# Exeltabelle aus einem Java Programm erzeugen!



## tikemyson (23. November 2004)

Hallo ihr da draussen!

Ich habe eine Applikation welche mit einemStrutsFrameWork und im BG mit einer Oracle DB arbeitet.
Nun dazu folgende Frage:

Wie habe ich die Möglichkeit aus einer JavaClass heraus eine Excel Datei zu erzeugen und somit auch Automatisch das Starten von Excel (passiert wohl automatisch beim Aufruf jeder *.xls Datei) zu erzwingen.

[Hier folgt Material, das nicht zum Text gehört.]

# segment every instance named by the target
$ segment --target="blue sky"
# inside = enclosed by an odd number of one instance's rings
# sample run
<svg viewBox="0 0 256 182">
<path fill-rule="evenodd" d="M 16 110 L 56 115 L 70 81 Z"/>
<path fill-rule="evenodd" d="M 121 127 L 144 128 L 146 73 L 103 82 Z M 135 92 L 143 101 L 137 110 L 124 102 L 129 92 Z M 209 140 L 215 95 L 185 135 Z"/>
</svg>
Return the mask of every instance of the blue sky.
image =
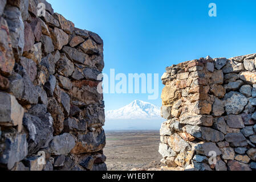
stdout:
<svg viewBox="0 0 256 182">
<path fill-rule="evenodd" d="M 167 66 L 210 55 L 256 52 L 256 1 L 48 0 L 55 12 L 104 40 L 105 68 L 116 73 L 159 73 Z M 210 3 L 217 16 L 208 16 Z M 160 78 L 159 78 L 159 80 Z M 159 96 L 105 94 L 105 110 L 134 100 L 161 106 Z"/>
</svg>

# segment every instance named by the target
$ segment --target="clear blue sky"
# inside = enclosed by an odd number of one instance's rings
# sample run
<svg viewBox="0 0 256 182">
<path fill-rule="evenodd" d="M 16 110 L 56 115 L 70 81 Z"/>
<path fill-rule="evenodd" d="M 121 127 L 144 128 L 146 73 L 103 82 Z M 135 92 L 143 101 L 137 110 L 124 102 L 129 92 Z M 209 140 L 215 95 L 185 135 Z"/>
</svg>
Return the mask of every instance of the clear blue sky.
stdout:
<svg viewBox="0 0 256 182">
<path fill-rule="evenodd" d="M 75 26 L 97 33 L 104 43 L 104 72 L 158 73 L 167 66 L 206 57 L 256 52 L 255 0 L 48 0 Z M 215 3 L 217 17 L 208 16 Z M 160 80 L 160 78 L 159 78 Z M 148 94 L 104 95 L 106 110 L 136 99 L 161 105 Z"/>
</svg>

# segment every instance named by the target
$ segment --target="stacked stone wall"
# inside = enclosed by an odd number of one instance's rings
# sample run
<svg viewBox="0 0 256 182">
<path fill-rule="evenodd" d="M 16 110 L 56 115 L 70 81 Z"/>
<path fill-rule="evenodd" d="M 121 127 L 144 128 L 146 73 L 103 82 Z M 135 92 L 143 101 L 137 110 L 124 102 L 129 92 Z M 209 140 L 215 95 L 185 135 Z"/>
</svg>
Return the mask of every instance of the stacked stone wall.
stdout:
<svg viewBox="0 0 256 182">
<path fill-rule="evenodd" d="M 46 1 L 0 0 L 0 168 L 106 170 L 104 65 L 100 36 Z"/>
<path fill-rule="evenodd" d="M 208 56 L 166 68 L 162 163 L 188 170 L 256 169 L 255 57 Z"/>
</svg>

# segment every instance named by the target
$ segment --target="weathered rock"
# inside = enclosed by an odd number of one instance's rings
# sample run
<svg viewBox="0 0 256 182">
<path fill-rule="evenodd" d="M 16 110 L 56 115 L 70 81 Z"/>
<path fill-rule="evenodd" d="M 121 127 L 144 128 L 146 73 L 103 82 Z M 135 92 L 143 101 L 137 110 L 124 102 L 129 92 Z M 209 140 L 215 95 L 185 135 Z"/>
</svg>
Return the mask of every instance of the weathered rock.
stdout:
<svg viewBox="0 0 256 182">
<path fill-rule="evenodd" d="M 216 165 L 215 166 L 215 169 L 216 171 L 227 171 L 226 163 L 222 160 L 217 160 Z"/>
<path fill-rule="evenodd" d="M 250 85 L 244 85 L 241 87 L 239 92 L 247 97 L 250 97 L 251 96 L 251 89 L 252 88 Z"/>
<path fill-rule="evenodd" d="M 256 84 L 253 85 L 253 90 L 251 90 L 251 97 L 256 97 Z"/>
<path fill-rule="evenodd" d="M 242 129 L 245 127 L 245 125 L 241 115 L 228 115 L 227 124 L 229 127 L 233 129 Z"/>
<path fill-rule="evenodd" d="M 203 143 L 197 143 L 194 147 L 194 149 L 197 154 L 204 155 L 206 156 L 210 157 L 210 151 L 214 151 L 216 153 L 216 155 L 218 156 L 222 154 L 221 151 L 216 146 L 215 143 L 208 142 Z"/>
<path fill-rule="evenodd" d="M 92 32 L 91 31 L 88 32 L 90 36 L 98 44 L 103 45 L 103 40 L 96 33 Z"/>
<path fill-rule="evenodd" d="M 247 155 L 237 155 L 235 157 L 235 159 L 245 164 L 248 164 L 251 160 Z"/>
<path fill-rule="evenodd" d="M 254 134 L 254 133 L 253 132 L 253 126 L 246 126 L 241 131 L 243 133 L 243 135 L 246 137 L 253 135 Z"/>
<path fill-rule="evenodd" d="M 56 63 L 56 70 L 60 75 L 69 77 L 74 72 L 74 64 L 64 54 L 62 54 L 60 59 Z"/>
<path fill-rule="evenodd" d="M 0 7 L 1 8 L 1 7 Z M 0 18 L 0 71 L 5 75 L 9 75 L 14 67 L 15 60 L 13 53 L 12 42 L 9 35 L 9 30 L 6 21 Z"/>
<path fill-rule="evenodd" d="M 72 88 L 72 83 L 70 79 L 62 76 L 59 76 L 58 79 L 59 81 L 60 87 L 68 90 Z"/>
<path fill-rule="evenodd" d="M 21 13 L 18 7 L 7 5 L 3 16 L 8 23 L 14 57 L 18 60 L 25 45 L 24 23 Z"/>
<path fill-rule="evenodd" d="M 213 93 L 215 96 L 218 98 L 224 97 L 226 94 L 226 90 L 222 85 L 213 85 L 210 88 L 210 91 Z"/>
<path fill-rule="evenodd" d="M 226 135 L 225 139 L 234 147 L 243 147 L 247 144 L 246 139 L 242 133 L 228 133 Z"/>
<path fill-rule="evenodd" d="M 50 144 L 51 153 L 54 155 L 67 155 L 75 146 L 74 136 L 67 133 L 54 136 Z"/>
<path fill-rule="evenodd" d="M 249 137 L 250 141 L 254 143 L 256 143 L 256 135 L 250 136 Z"/>
<path fill-rule="evenodd" d="M 10 87 L 10 82 L 7 78 L 0 75 L 0 89 L 6 90 Z"/>
<path fill-rule="evenodd" d="M 210 126 L 213 125 L 213 117 L 206 115 L 184 115 L 180 118 L 181 124 Z"/>
<path fill-rule="evenodd" d="M 21 100 L 24 91 L 24 82 L 22 77 L 18 73 L 13 72 L 9 77 L 9 88 L 8 91 L 18 99 Z"/>
<path fill-rule="evenodd" d="M 4 143 L 0 154 L 0 163 L 6 164 L 8 169 L 11 169 L 16 162 L 23 160 L 27 155 L 26 134 L 3 132 L 1 140 Z"/>
<path fill-rule="evenodd" d="M 214 59 L 215 61 L 215 68 L 217 69 L 221 69 L 224 66 L 225 66 L 227 61 L 226 58 L 222 57 Z"/>
<path fill-rule="evenodd" d="M 248 164 L 236 160 L 229 160 L 227 169 L 229 171 L 251 171 Z"/>
<path fill-rule="evenodd" d="M 39 107 L 34 108 L 38 110 L 42 105 L 35 106 Z M 46 110 L 46 106 L 45 107 Z M 43 112 L 42 110 L 38 110 L 42 112 L 40 118 L 38 117 L 39 114 L 35 116 L 25 113 L 23 119 L 23 123 L 29 131 L 28 154 L 30 155 L 36 152 L 40 148 L 47 147 L 53 137 L 52 118 L 50 114 L 47 114 L 46 111 Z"/>
<path fill-rule="evenodd" d="M 235 147 L 235 152 L 237 154 L 243 155 L 245 154 L 245 152 L 247 151 L 246 147 Z"/>
<path fill-rule="evenodd" d="M 0 1 L 0 16 L 3 13 L 3 10 L 5 9 L 5 6 L 6 5 L 6 0 Z"/>
<path fill-rule="evenodd" d="M 251 148 L 248 150 L 246 152 L 247 155 L 251 158 L 251 160 L 256 160 L 256 148 Z"/>
<path fill-rule="evenodd" d="M 32 49 L 28 52 L 23 52 L 23 56 L 29 59 L 32 59 L 36 64 L 41 63 L 42 59 L 42 43 L 39 42 L 34 44 Z"/>
<path fill-rule="evenodd" d="M 67 20 L 62 15 L 54 13 L 54 17 L 59 21 L 60 28 L 67 34 L 71 34 L 75 30 L 74 24 Z"/>
<path fill-rule="evenodd" d="M 235 90 L 238 89 L 243 84 L 243 82 L 242 80 L 238 80 L 234 82 L 229 82 L 228 84 L 224 85 L 224 88 L 227 91 Z"/>
<path fill-rule="evenodd" d="M 195 155 L 193 158 L 193 160 L 200 163 L 208 163 L 209 160 L 207 157 L 200 155 Z"/>
<path fill-rule="evenodd" d="M 47 110 L 54 119 L 54 133 L 59 134 L 63 130 L 64 116 L 60 106 L 55 98 L 48 99 Z"/>
<path fill-rule="evenodd" d="M 79 134 L 72 154 L 94 152 L 101 150 L 105 145 L 105 136 L 103 130 L 95 132 L 88 132 L 86 134 Z"/>
<path fill-rule="evenodd" d="M 239 73 L 245 69 L 243 64 L 234 60 L 227 60 L 226 65 L 222 68 L 224 73 Z"/>
<path fill-rule="evenodd" d="M 254 66 L 254 60 L 253 59 L 245 59 L 243 60 L 243 65 L 245 69 L 251 72 L 254 72 L 256 71 Z"/>
<path fill-rule="evenodd" d="M 64 166 L 65 162 L 66 157 L 64 155 L 60 155 L 56 156 L 54 159 L 54 167 L 62 167 Z"/>
<path fill-rule="evenodd" d="M 44 84 L 43 88 L 46 90 L 48 97 L 54 96 L 54 92 L 56 86 L 56 78 L 54 76 L 51 75 L 49 80 Z"/>
<path fill-rule="evenodd" d="M 51 35 L 55 48 L 58 50 L 68 43 L 68 35 L 61 29 L 54 27 Z"/>
<path fill-rule="evenodd" d="M 201 127 L 198 126 L 186 125 L 185 126 L 186 131 L 189 134 L 197 138 L 201 138 L 202 133 Z"/>
<path fill-rule="evenodd" d="M 7 93 L 0 92 L 0 125 L 18 126 L 21 131 L 24 109 L 16 98 Z"/>
<path fill-rule="evenodd" d="M 61 92 L 60 103 L 63 106 L 64 114 L 66 115 L 68 115 L 70 110 L 70 97 L 68 94 L 64 92 Z"/>
<path fill-rule="evenodd" d="M 223 118 L 219 118 L 213 124 L 213 127 L 216 130 L 221 131 L 224 134 L 226 134 L 227 133 L 227 125 Z"/>
<path fill-rule="evenodd" d="M 49 26 L 52 27 L 59 27 L 59 23 L 58 21 L 55 19 L 53 16 L 52 16 L 49 13 L 46 11 L 46 16 L 43 16 L 43 19 L 46 23 L 48 24 Z"/>
<path fill-rule="evenodd" d="M 23 67 L 26 75 L 33 82 L 37 75 L 36 64 L 31 59 L 22 57 L 20 60 L 21 65 Z"/>
<path fill-rule="evenodd" d="M 80 43 L 83 43 L 84 41 L 84 39 L 83 39 L 82 37 L 74 35 L 71 38 L 71 40 L 70 40 L 70 46 L 71 47 L 74 47 L 78 44 L 80 44 Z"/>
<path fill-rule="evenodd" d="M 202 127 L 201 131 L 202 138 L 206 141 L 218 142 L 225 139 L 225 135 L 221 132 L 211 128 Z"/>
<path fill-rule="evenodd" d="M 256 84 L 256 74 L 250 72 L 245 72 L 240 73 L 240 79 L 250 84 Z"/>
<path fill-rule="evenodd" d="M 54 46 L 51 38 L 47 35 L 41 36 L 42 49 L 43 52 L 48 54 L 54 51 Z"/>
<path fill-rule="evenodd" d="M 239 92 L 231 91 L 224 97 L 225 110 L 227 114 L 241 113 L 248 103 L 247 98 Z"/>
<path fill-rule="evenodd" d="M 214 116 L 222 115 L 225 113 L 224 102 L 218 98 L 215 98 L 212 107 L 212 112 Z"/>
<path fill-rule="evenodd" d="M 91 156 L 89 156 L 82 160 L 80 162 L 79 165 L 87 169 L 91 170 L 94 166 L 94 158 Z"/>
<path fill-rule="evenodd" d="M 42 171 L 44 165 L 38 163 L 39 156 L 29 156 L 24 159 L 24 164 L 30 171 Z"/>
<path fill-rule="evenodd" d="M 224 160 L 234 160 L 235 158 L 235 152 L 231 147 L 221 148 L 222 152 L 222 158 Z"/>
<path fill-rule="evenodd" d="M 75 28 L 75 35 L 81 36 L 84 39 L 89 38 L 89 31 L 86 30 L 81 30 L 78 28 Z"/>
<path fill-rule="evenodd" d="M 88 55 L 92 55 L 99 52 L 97 44 L 91 39 L 88 39 L 81 44 L 79 46 L 79 48 Z"/>
</svg>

Es ist auch notwendig die Spaltenüberschrifte (Attribute) dynamisch aus der Applikation heraus zu erzeugen.


so zb:
Zeit , M1 , M2 , M3 , M4 , M5
xx
xx
xx
xx


Vielen Dank!


----------



## Bernd1984 (23. November 2004)

Versuchs mal hiermit:

  http://www.tutorials.de/forum/showthread.php?t=176278&highlight=excel


----------



## schnuffie (23. November 2004)

Bitte suchen  , da gab's schon Infos dazu:

http://www.tutorials.de/forum/showthread.php?t=180286


----------



## tikemyson (24. November 2004)

Leider helfen mir die Tuts nicht wirklich weiter!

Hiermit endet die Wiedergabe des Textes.